Radiative damping in wave guide based FMR measured via analysis of perpendicular standing spin waves in sputtered Permalloy films

TL;DR

This paper investigates the radiative damping in Permalloy films using VNA-FMR by analyzing perpendicular standing spin waves, identifying three main damping contributions, and proposing a method to measure radiative damping from a single resonance.

Contribution

It introduces a simple analytical model to quantify radiative damping and demonstrates how to determine it from single-resonance FMR measurements.

Findings

Radiative damping significantly contributes to total damping in Permalloy films.

The damping can be fully explained by intrinsic, eddy-current, and radiative contributions.

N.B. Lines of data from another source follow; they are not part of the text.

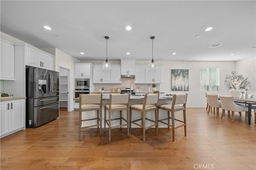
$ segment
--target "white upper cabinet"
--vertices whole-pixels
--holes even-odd
[[[54,56],[39,49],[26,46],[26,64],[53,70]]]
[[[110,70],[103,70],[102,65],[94,65],[92,81],[93,83],[110,82]]]
[[[121,83],[121,66],[112,65],[110,72],[110,82],[113,83]]]
[[[90,63],[74,63],[75,78],[90,78],[91,77]]]
[[[135,66],[135,83],[145,83],[146,82],[146,66],[144,65]]]
[[[147,83],[162,83],[162,66],[155,69],[146,69]]]
[[[14,80],[14,47],[13,43],[1,39],[1,80]]]
[[[135,60],[121,59],[121,75],[135,74]]]

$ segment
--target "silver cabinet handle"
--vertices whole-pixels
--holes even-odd
[[[51,106],[49,106],[44,107],[43,107],[40,108],[39,109],[45,109],[46,108],[50,107],[51,107],[54,106],[56,106],[56,105],[58,105],[58,104],[59,104],[58,102],[58,104],[54,104],[54,105],[51,105]]]
[[[39,101],[40,102],[42,102],[42,101],[45,101],[46,100],[54,100],[54,99],[58,99],[58,98],[53,98],[52,99],[44,99],[43,100],[39,100]]]

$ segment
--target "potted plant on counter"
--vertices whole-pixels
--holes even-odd
[[[152,87],[153,88],[152,88],[152,91],[153,91],[153,92],[156,91],[156,87],[157,86],[156,85],[156,84],[155,84],[154,83],[152,84]]]
[[[230,96],[234,96],[235,98],[240,98],[242,96],[240,89],[244,89],[248,84],[248,77],[244,78],[242,74],[238,74],[235,71],[232,71],[230,75],[226,75],[225,79],[229,88],[229,94]]]

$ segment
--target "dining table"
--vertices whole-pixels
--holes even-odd
[[[250,98],[249,99],[240,99],[235,98],[235,102],[244,104],[248,105],[248,123],[251,124],[252,117],[252,105],[256,105],[256,99]],[[256,122],[254,122],[254,123]]]

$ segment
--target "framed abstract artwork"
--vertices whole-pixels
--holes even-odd
[[[172,91],[188,91],[188,70],[171,69]]]

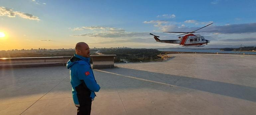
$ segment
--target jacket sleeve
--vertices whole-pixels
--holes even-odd
[[[94,79],[92,73],[89,71],[85,65],[80,65],[80,67],[77,69],[77,76],[79,79],[83,80],[86,86],[90,90],[98,92],[100,87]]]

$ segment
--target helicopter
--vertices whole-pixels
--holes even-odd
[[[174,43],[180,44],[182,46],[185,47],[203,47],[205,46],[204,44],[207,45],[210,42],[210,41],[205,39],[204,37],[199,34],[194,34],[194,33],[203,32],[205,32],[214,31],[217,30],[203,31],[200,32],[195,32],[203,28],[210,25],[213,23],[208,25],[199,29],[191,32],[173,32],[173,31],[164,31],[164,32],[167,33],[185,33],[177,36],[180,36],[184,34],[187,34],[184,36],[179,37],[179,40],[161,40],[158,38],[160,37],[155,35],[152,33],[150,33],[150,35],[154,36],[154,38],[157,42]]]

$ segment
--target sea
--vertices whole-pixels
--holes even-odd
[[[220,51],[217,49],[159,49],[161,51],[176,51],[181,52],[203,52],[203,53],[225,53],[230,54],[242,54],[244,53],[246,54],[255,54],[256,52],[239,51]]]

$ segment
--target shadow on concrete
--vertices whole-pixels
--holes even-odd
[[[30,96],[36,94],[43,94],[69,75],[68,70],[63,67],[37,68],[36,69],[8,70],[9,71],[5,72],[5,74],[3,73],[3,71],[1,71],[3,74],[0,75],[4,76],[0,76],[0,79],[2,80],[5,79],[5,82],[2,82],[0,85],[1,86],[0,97],[4,99],[21,95]],[[256,102],[256,88],[254,87],[123,68],[100,70]],[[112,80],[106,77],[111,74],[103,74],[104,73],[102,72],[94,71],[95,74],[97,75],[95,78],[102,89],[104,88],[105,89],[115,89],[116,88],[113,86],[112,83],[110,83],[112,82]],[[34,72],[32,74],[31,72]],[[98,74],[97,74],[97,73]],[[11,73],[11,75],[10,75],[10,73]],[[5,76],[6,75],[7,76]],[[110,77],[114,76],[119,76],[113,75]],[[66,78],[65,80],[58,84],[52,92],[70,91],[71,93],[71,86],[68,78]],[[100,79],[102,80],[100,80]],[[8,83],[8,81],[10,80],[14,80],[15,82],[13,83],[14,84],[10,85],[10,81]],[[139,82],[138,83],[140,84]],[[139,84],[137,85],[140,85]],[[141,86],[138,87],[143,88],[144,86],[142,85]],[[104,87],[104,86],[108,86]],[[128,89],[138,87],[133,87],[132,86],[129,85],[125,86],[119,88]],[[162,90],[165,91],[165,89]]]
[[[256,88],[123,68],[100,70],[256,102]]]

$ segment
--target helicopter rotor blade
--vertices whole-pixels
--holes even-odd
[[[187,33],[184,33],[184,34],[180,34],[180,35],[177,35],[177,36],[179,36],[179,35],[182,35],[186,34],[188,34],[188,33],[190,33],[190,32]]]
[[[213,24],[213,23],[211,23],[211,24],[208,24],[208,25],[206,25],[206,26],[204,26],[204,27],[202,27],[202,28],[199,28],[199,29],[196,29],[196,30],[194,30],[194,31],[192,31],[192,33],[194,33],[194,32],[195,31],[197,31],[197,30],[199,30],[199,29],[202,29],[202,28],[204,28],[204,27],[207,27],[207,26],[209,26],[209,25],[211,25],[211,24]]]
[[[208,31],[199,31],[199,32],[193,32],[193,33],[204,32],[205,32],[215,31],[218,31],[218,30]]]
[[[166,33],[189,33],[189,32],[173,32],[173,31],[164,31],[163,32]]]

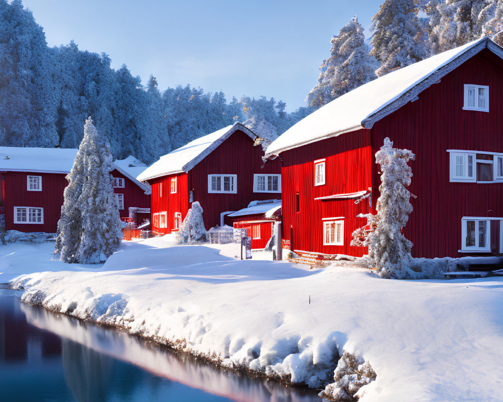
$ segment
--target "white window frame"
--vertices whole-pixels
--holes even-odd
[[[325,178],[326,175],[326,169],[325,166],[325,159],[318,159],[314,161],[314,185],[322,185],[325,184]],[[322,178],[319,178],[318,175],[318,166],[323,170]]]
[[[117,208],[122,211],[124,209],[124,194],[116,194],[115,195],[115,202],[117,204]]]
[[[475,85],[474,84],[465,84],[464,87],[464,96],[463,102],[463,110],[477,111],[478,112],[489,112],[489,87],[485,85]],[[468,106],[468,93],[470,89],[473,89],[475,97],[473,99],[474,105],[473,106]],[[485,90],[485,95],[484,96],[485,100],[485,106],[484,107],[480,106],[479,102],[479,98],[477,94],[479,89]],[[477,106],[475,106],[475,104]]]
[[[122,177],[114,177],[114,187],[116,188],[124,188],[125,186],[125,181]]]
[[[171,180],[171,193],[175,194],[177,192],[177,178],[172,177]]]
[[[32,183],[30,182],[31,178],[37,178],[38,179],[38,188],[32,188],[31,185]],[[29,174],[26,176],[26,189],[29,191],[42,191],[42,176],[33,176]]]
[[[260,224],[254,225],[253,226],[253,238],[254,240],[260,239]]]
[[[211,181],[213,177],[220,178],[220,189],[212,190],[211,189]],[[233,179],[233,188],[230,191],[224,191],[224,177],[232,177]],[[237,174],[208,174],[208,192],[210,194],[223,193],[223,194],[236,194],[237,193]]]
[[[265,181],[265,190],[259,190],[259,177],[264,177]],[[278,189],[268,190],[268,184],[269,183],[269,178],[277,177],[278,178]],[[254,174],[253,175],[253,192],[281,192],[281,174]]]
[[[159,227],[161,229],[167,228],[167,213],[166,211],[159,213]]]
[[[490,253],[491,252],[491,220],[482,217],[463,217],[461,219],[461,250],[462,252],[475,253]],[[477,234],[479,230],[479,223],[485,222],[485,242],[482,246],[480,245],[476,246],[466,245],[466,235],[468,231],[467,225],[468,222],[475,222],[475,233]],[[478,236],[476,236],[475,240],[478,242]]]
[[[26,221],[18,220],[18,210],[25,210],[25,214],[26,217]],[[30,221],[30,210],[40,210],[40,222],[33,222]],[[29,225],[42,225],[44,223],[44,209],[38,207],[14,207],[14,223],[17,224],[27,224]]]
[[[327,220],[326,218],[323,220],[323,246],[344,246],[344,221],[343,220]],[[329,225],[334,224],[336,232],[334,236],[334,241],[333,242],[326,241],[326,230],[327,227]],[[338,225],[341,226],[341,239],[337,241],[337,227]]]

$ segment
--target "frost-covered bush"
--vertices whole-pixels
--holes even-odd
[[[180,244],[205,242],[208,239],[208,232],[203,221],[203,209],[198,201],[192,203],[192,208],[187,212],[177,236]]]
[[[344,351],[334,372],[335,382],[327,385],[319,395],[331,400],[358,400],[357,393],[376,379],[375,371],[361,357]]]
[[[69,263],[97,264],[119,247],[122,223],[110,172],[108,141],[90,117],[71,171],[58,222],[54,253]]]
[[[393,148],[388,138],[376,153],[376,162],[381,166],[381,183],[376,207],[377,224],[369,234],[369,255],[379,275],[384,277],[416,276],[410,267],[412,243],[401,233],[412,211],[409,202],[411,193],[406,188],[412,174],[407,163],[414,157],[408,149]]]

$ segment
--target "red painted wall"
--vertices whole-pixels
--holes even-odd
[[[124,179],[124,187],[116,187],[114,188],[115,194],[123,194],[124,208],[119,210],[121,218],[129,216],[129,207],[136,207],[139,208],[150,208],[150,194],[145,193],[145,190],[139,187],[134,181],[131,181],[117,169],[112,172],[114,177],[121,177]]]
[[[30,172],[4,172],[6,229],[20,232],[55,233],[61,216],[63,191],[68,182],[65,174]],[[42,176],[42,191],[28,191],[27,176]],[[15,207],[44,209],[43,224],[15,224]]]
[[[463,110],[463,85],[488,85],[489,112]],[[449,182],[448,149],[503,152],[503,62],[484,50],[409,103],[376,123],[373,155],[389,137],[394,146],[416,154],[409,163],[414,211],[405,229],[415,257],[461,257],[461,218],[503,217],[503,183]],[[373,187],[380,184],[373,158]],[[376,200],[376,198],[374,201]],[[490,211],[492,210],[492,211]],[[499,222],[491,222],[491,248],[497,254]],[[480,253],[474,255],[483,255]]]
[[[366,220],[368,200],[321,201],[315,198],[367,190],[371,185],[370,131],[361,130],[294,148],[280,155],[283,238],[294,250],[325,254],[362,255],[365,248],[350,246],[351,235]],[[314,185],[314,161],[325,159],[325,184]],[[297,212],[298,192],[300,210]],[[323,218],[344,217],[344,245],[324,246]],[[292,227],[293,238],[290,239]]]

A new method to measure radiative damping from a single resonance is proposed.

Abstract

The damping $\alpha$ of the spinwave resonances in 75 nm, 120 nm, and 200nm -thick Permalloy films is measured via vector-network-analyzer ferromagnetic-resonance (VNA-FMR) in the out-of-plane geometry. Inductive coupling between the sample and the waveguide leads to an additional radiative damping term. The radiative contribution to the over-all damping is determined by measuring perpendicular standing spin waves (PSSWs) in the Permalloy films, and the results are compared to a simple analytical model. The damping of the PSSWs can be fully explained by three contributions to the damping: The intrinsic damping, the eddy-current damping, and the radiative damping. No other contributions were observed. Furthermore, a method to determine the radiative damping in FMR measurements with a single resonance is suggested.